The country park is situated approximately 3 km south of Wokingham and is bounded by Arborfield Garrison to the west, California to the east, the Nine Mile Ride to the south, and what was once Barkham common to the north. The site covers 150 acre features a 6 acre lake.

The park features a ferruginous swamp, Longmoor Bog, caused by a bacterium that deposits rust-coloured iron hydroxide.

==History==
In 1931, it was established as an amusement park and zoo by Alfred Cartlidge and was called 'California in England'. Cartlidge built the park so that he could use his Teddington-based Charabanc company to take parties of people from London to the countryside. The miniature railway was initially laid out to ten and a quarter inch (260 mm) gauge but was soon changed to 18 inch and this lasted until the outbreak of the Second World War when the park closed and all the buildings were used for the manufacture of munitions for the aircraft industry. Cartlidge reopened the park after the war and set about developing the rides many of which were designed and built onsite, including the Snake Train. The railway was re-established as 18 inch gauge using a petrol-powered locomotive. His son, Norman, took over in the early 1950s and continued the development of the site. At this time, the original miniature railway terminus station was moved to the outer north-western edge of the extended play and rides area. The track was extended across the bog and had a point installed with the intention of constructing a loop. Trackwork was never completed beyond the apex of the loop, and it is here that after the park closed the last loco on the line was run off into the swamp. The cleared area between the railway and the original rides was developed with extra rides. There was a small carousel, a full size chairoplane, climbing frame, swing boats, and a concrete oval track. The latter was initially intended for petrol driven go-karts but these were replaced by children's pedal cars of the Austin J40 and Pathfinder type. The removal of the original railway station opened up access to a further area of scrub which was cleared to provide a site for a circus which operated each summer for several years.

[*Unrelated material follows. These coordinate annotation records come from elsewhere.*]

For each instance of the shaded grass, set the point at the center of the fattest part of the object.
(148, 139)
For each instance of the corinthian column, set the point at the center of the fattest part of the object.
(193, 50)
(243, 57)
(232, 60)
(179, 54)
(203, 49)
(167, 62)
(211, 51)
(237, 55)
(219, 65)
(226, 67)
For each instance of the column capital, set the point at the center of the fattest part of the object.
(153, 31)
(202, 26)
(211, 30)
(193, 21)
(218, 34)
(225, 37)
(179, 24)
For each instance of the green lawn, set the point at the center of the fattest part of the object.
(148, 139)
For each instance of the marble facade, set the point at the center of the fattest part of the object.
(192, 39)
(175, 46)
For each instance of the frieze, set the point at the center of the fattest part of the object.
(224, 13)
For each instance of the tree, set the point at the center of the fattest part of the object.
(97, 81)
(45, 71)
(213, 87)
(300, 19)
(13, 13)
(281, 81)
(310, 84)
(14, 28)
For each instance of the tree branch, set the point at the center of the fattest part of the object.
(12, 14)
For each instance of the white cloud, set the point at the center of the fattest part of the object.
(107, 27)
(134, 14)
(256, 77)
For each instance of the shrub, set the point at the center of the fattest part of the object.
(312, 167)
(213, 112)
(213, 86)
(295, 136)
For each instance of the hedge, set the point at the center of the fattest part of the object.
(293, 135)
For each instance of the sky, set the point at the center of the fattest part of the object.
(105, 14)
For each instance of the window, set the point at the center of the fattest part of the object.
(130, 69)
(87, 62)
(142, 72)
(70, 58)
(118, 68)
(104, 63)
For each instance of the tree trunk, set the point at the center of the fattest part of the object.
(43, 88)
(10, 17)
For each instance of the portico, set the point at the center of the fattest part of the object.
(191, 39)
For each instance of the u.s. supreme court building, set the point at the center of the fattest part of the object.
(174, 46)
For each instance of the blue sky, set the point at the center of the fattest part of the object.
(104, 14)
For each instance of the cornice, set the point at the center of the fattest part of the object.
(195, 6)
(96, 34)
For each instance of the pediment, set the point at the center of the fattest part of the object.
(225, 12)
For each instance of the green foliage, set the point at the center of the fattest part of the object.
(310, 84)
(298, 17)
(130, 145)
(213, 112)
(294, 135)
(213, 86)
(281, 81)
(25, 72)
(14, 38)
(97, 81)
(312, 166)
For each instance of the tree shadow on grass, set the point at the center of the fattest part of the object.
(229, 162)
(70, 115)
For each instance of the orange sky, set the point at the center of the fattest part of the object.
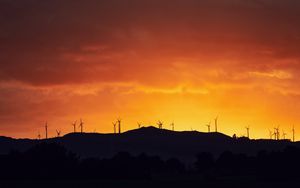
(185, 61)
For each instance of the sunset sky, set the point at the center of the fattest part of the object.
(185, 61)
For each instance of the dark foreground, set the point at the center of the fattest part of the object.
(51, 165)
(229, 183)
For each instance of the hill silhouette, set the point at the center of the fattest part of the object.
(183, 145)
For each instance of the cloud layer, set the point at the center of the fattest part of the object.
(64, 59)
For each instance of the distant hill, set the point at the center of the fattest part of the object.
(164, 143)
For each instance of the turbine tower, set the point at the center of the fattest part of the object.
(81, 125)
(119, 125)
(160, 124)
(283, 135)
(173, 126)
(208, 127)
(114, 124)
(139, 124)
(277, 133)
(74, 126)
(58, 133)
(216, 124)
(293, 131)
(46, 129)
(248, 130)
(271, 134)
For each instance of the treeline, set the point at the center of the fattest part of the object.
(52, 161)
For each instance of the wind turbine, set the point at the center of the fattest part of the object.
(58, 133)
(270, 134)
(160, 124)
(46, 129)
(173, 126)
(216, 124)
(276, 133)
(114, 124)
(139, 124)
(39, 136)
(283, 135)
(208, 127)
(248, 129)
(119, 125)
(74, 126)
(81, 125)
(293, 130)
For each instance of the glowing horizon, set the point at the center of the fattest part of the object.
(173, 60)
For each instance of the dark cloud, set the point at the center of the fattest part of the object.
(37, 36)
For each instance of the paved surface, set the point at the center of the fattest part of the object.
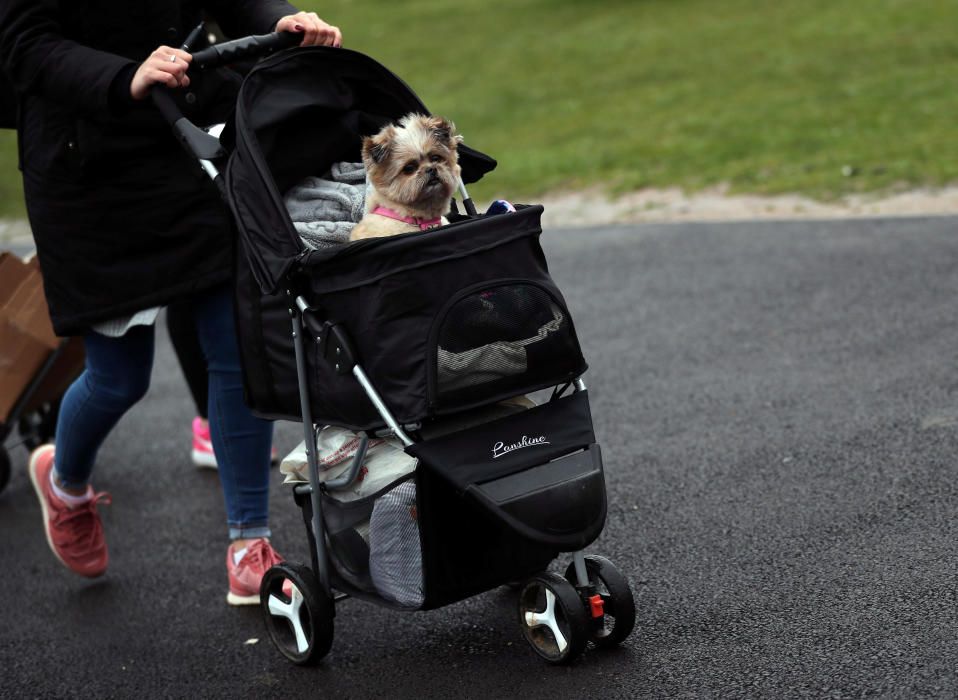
(778, 409)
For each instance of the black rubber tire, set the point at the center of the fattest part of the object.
(618, 603)
(39, 427)
(4, 469)
(569, 615)
(314, 614)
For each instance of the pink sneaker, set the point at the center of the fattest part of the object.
(74, 533)
(246, 576)
(202, 452)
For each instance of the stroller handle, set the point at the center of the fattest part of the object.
(254, 46)
(197, 142)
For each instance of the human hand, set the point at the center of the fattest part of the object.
(315, 31)
(165, 66)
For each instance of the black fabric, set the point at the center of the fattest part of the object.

The Art Deco main building, built around 1937, included a sprung glass-floored ballroom over the restaurant. This structure was destroyed by fire in 1976.

From the 1930s to the 1950s the park was home to a speedway track. The Reading and District Motor Club ran a series of meetings in 1939, on the dirt track laid out in a remote corner of the estate. Later from 1954 to 1956, a local speedway team, the California Poppies, rode on the track.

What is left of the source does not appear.